Brian Bittner, president of VADA, said, “It went well. The timing was off this year, which is going to happen every six or seven years—and we didn’t want to run up against Rhinebeck. We got feedback from people saying they wished it had been the same weekend as last year. We assured them it will be right back there next year.

“We’re happy as an association with the shift to being during Vermont Antiques Week. It’s where we belong, and we’re happy to be part of it. It was a successful show for us. We’re a nonprofit, and we’re going to walk away with some money we can use as an association.”

Sales were “a mixed bag, like every show,” said Bittner, who noted that his personal sales were profitable and worthwhile, but it wasn’t the best show he’s ever had.

For more information, check the VADA website (www.vermontantiquesdealers.com).

Winding Stream (Vermont) by Aldro Thompson Hibbard (1886-1972), with a Vose Galleries label. The 18" x 24" painting was $7500 from Justin Cobb of Captain’s Quarters, Amherst, Massachusetts.

Greg Hamilton of Stone Block Antiques, Vergennes, Vermont, asked $1100 for the unusual Vermont chest, probably Windsor County, birch and mahogany veneer, circa 1830.

John Hunt Marshall of Florence, Massachusetts, asked $2500 for the stone fruit in the wooden bowl; there were 63 pieces in all.

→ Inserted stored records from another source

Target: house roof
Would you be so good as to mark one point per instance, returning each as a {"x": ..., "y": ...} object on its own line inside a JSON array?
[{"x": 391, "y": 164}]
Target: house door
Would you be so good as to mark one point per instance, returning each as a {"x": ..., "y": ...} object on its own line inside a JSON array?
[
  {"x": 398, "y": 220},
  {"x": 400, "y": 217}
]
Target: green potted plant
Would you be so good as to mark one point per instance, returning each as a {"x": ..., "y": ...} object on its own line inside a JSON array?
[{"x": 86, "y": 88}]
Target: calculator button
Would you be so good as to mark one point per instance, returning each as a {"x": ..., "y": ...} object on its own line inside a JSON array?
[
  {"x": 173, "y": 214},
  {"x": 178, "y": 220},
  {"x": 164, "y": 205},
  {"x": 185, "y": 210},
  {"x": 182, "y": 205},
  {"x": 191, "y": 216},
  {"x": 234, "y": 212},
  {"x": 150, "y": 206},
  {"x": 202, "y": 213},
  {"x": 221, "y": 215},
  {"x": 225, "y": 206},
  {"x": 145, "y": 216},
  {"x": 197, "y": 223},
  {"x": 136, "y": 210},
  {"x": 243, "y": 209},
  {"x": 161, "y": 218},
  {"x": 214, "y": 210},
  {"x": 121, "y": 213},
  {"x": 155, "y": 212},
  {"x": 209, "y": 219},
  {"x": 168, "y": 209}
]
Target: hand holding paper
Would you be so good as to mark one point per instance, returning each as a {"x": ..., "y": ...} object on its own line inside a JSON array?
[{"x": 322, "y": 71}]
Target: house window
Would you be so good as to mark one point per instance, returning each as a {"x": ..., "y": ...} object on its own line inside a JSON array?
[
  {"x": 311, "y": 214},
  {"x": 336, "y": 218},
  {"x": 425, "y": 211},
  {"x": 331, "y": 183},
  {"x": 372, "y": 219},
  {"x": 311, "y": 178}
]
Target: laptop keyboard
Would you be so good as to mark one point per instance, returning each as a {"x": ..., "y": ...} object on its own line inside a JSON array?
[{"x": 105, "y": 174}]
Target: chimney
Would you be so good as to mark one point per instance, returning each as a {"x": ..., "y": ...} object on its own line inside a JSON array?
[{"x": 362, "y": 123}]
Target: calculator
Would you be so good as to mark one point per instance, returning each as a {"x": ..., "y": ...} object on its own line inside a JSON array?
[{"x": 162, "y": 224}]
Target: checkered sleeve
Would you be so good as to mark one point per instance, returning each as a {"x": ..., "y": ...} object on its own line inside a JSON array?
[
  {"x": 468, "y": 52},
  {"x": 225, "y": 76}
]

The New England stretcher-base tavern table, mid-18th century, was $3500; and the modern chairs were $1500. The tableau proved that modern and ancient can go together quite nicely.

The crowd right before opening.

The 18th-century Delft plate by Jan van den Briel was $750 from Nancy Cummings of Swanzey, New Hampshire.

John and Elizabeth DeSimone of Wells, Maine, are show promoters and dealers. The ladybug tabletop was $195.

Color of the Berkshires, Lenox, Massachusetts, asked $5500 for Sunset Sea by Jay Hall Connaway (1893-1970). Charles Holt of Color of the Berkshires noted that the company represents his grandfather, Henry Holt of Henry Holt Art, a dealer for many years, who had purchased the Connaway estate. “The show went well for us in terms of making connections and getting contacts for follow-ups.” Holt wrote in an e-mail.